Meskipun mengalami kemunduran sementara ini, Microsoft terus mendukung ChatGPT, dan juru bicara Microsoft kemudian memberikan klarifikasi kepada CNBC. Pihak Microsoft menyebut kalau mereka sedang menguji sistem mereka dan pelarangan dimaksud untuk mencegah hal-hal yang tidak diinginkan.
“Kami sedang menguji sistem kontrol titik akhir untuk LLM dan secara tidak sengaja mengaktifkannya untuk semua karyawan. Kami memulihkan layanan segera setelah kami mengidentifikasi kesalahan kami. Seperti yang telah kami katakan sebelumnya, kami mendorong karyawan dan pelanggan untuk menggunakan layanan seperti Bing Chat Enterprise dan ChatGPT Enterprise yang hadir dengan tingkat perlindungan privasi dan keamanan yang lebih baik," jelas juru bicara Microsoft.

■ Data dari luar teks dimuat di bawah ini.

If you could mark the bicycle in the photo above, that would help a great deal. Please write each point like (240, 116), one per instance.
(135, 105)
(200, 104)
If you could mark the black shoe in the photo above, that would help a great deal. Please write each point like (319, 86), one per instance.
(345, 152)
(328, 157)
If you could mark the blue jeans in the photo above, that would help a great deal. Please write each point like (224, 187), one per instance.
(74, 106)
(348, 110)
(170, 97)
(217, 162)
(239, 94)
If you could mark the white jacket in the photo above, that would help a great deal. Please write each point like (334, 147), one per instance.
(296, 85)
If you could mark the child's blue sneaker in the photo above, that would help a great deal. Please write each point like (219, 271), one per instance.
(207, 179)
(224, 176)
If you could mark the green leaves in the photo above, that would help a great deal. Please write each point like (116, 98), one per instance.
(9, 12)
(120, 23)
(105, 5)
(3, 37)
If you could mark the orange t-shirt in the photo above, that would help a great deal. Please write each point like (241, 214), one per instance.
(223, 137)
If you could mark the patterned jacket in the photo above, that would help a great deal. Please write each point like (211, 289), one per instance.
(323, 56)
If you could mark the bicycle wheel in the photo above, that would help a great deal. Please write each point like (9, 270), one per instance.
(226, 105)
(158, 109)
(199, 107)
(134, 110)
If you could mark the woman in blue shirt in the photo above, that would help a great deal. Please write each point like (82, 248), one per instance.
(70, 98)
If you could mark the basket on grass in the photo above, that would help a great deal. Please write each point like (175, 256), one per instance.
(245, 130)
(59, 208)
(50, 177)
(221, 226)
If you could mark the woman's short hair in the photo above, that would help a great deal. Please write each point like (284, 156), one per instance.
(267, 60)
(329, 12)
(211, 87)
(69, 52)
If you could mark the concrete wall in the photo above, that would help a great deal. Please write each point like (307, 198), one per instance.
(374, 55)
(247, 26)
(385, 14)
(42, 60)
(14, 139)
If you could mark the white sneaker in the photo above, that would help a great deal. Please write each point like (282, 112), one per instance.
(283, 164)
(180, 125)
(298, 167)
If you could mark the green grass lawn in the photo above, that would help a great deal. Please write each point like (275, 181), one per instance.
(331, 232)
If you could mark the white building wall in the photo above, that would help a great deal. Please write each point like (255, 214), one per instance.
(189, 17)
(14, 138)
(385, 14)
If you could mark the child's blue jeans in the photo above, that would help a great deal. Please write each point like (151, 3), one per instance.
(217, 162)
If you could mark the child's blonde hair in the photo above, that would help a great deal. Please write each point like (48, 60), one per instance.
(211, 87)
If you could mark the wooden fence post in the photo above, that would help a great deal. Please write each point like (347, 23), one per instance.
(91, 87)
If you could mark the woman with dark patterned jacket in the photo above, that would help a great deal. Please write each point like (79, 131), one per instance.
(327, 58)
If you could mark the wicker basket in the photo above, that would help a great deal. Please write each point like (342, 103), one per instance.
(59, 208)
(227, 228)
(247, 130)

Insiden ini menggarisbawahi tantangan yang sedang berlangsung dalam menyeimbangkan potensi manfaat model AI seperti ChatGPT dengan kebutuhan untuk mengatasi masalah keamanan dan privasi, terutama di lingkungan perusahaan.
Ini juga merupakan minggu yang sibuk bagi OpenAI ketika mereka meluncurkan model AI terbarunya, GPT-4 Turbo, dengan peningkatan pengetahuan hingga April 2023 dan kemampuan untuk menangani input yang jauh lebih besar. Perusahaan juga menurunkan harga bagi pengembang yang menggunakan model AI-nya.

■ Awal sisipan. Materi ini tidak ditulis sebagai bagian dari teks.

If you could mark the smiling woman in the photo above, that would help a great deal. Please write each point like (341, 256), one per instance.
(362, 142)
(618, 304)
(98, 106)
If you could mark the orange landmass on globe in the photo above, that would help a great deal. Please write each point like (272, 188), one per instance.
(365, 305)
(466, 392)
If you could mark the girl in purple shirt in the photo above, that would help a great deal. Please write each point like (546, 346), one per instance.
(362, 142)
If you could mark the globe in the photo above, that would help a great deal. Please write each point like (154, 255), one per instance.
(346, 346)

OpenAI kini memungkinkan pengguna membuat chatbot khusus tanpa memerlukan pengkodean, sehingga memperluas jangkauan chatbot AI yang dipersonalisasi. Mereka memperkenalkan Toko GPT, yang memungkinkan pembuat konten berbagi dan berpotensi menghasilkan uang dari chatbot khusus mereka.
OpenAI telah menyederhanakan alat AI-nya ke dalam satu tempat, menyederhanakan pengalaman pengguna. Selain itu, OpenAI akan membela pelanggannya dalam tuntutan hukum terkait pelanggaran hak cipta.